The government grant that funds the majority of the Chattanooga’s bike share equipment and operations is expected to run out in September. Over the next two months, the system, which is owned by the City of Chattanooga and operated by Alta Bicycle Share, must fund itself in order to remain in operation.
The program’s thirty stations and three hundred bikes were initially funded through a $2.075 million grant via CMAQ. And, according to The Tennessean, records show that the program has generated $113,951 through sponsorship and membership fees since its launch in the summer of 2012. This money is not enough to cover annual operating costs.
Philip Pugliese, the program’s project director, believes that closing the program is not a likely option.

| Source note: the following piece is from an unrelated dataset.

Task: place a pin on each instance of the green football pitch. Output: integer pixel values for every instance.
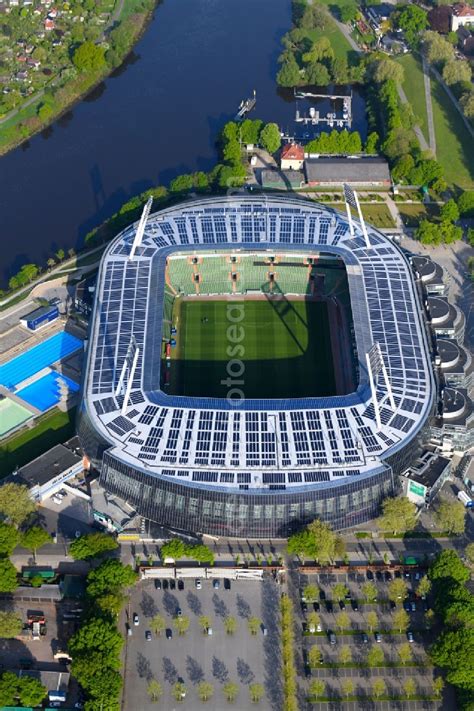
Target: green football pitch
(277, 348)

Pugliese, who has been at the center of Chattanooga’s transformation from one of the country’s dirtiest cities to one of its most progressive, says the program is looking into several options to help make the program self-sufficient. Some of those include expanding its marketing, examining other opportunities for government funding, and changing its membership fee structure.
As a form of public transit that promotes public health and reduces air pollution, it is feasible that the city would take some additional financial stake in the operations–however, for now, that remains undecided.
With the benefit of hindsight, Chattanooga may have been better served with a more cost-effective product given the finite budget and the city’s small population of prospective users. PBSC, which supplied the equipment, consistently ranks as the most expensive bike share equipment available. In large markets like Boston, Washington, D.C., and recently New York and Chicago, the equipment has done well aside from a handful of software issues. But in a smaller market like Chattanooga, which receives much lower ridership numbers per bike, the equipment may have been not worth the hefty price tag.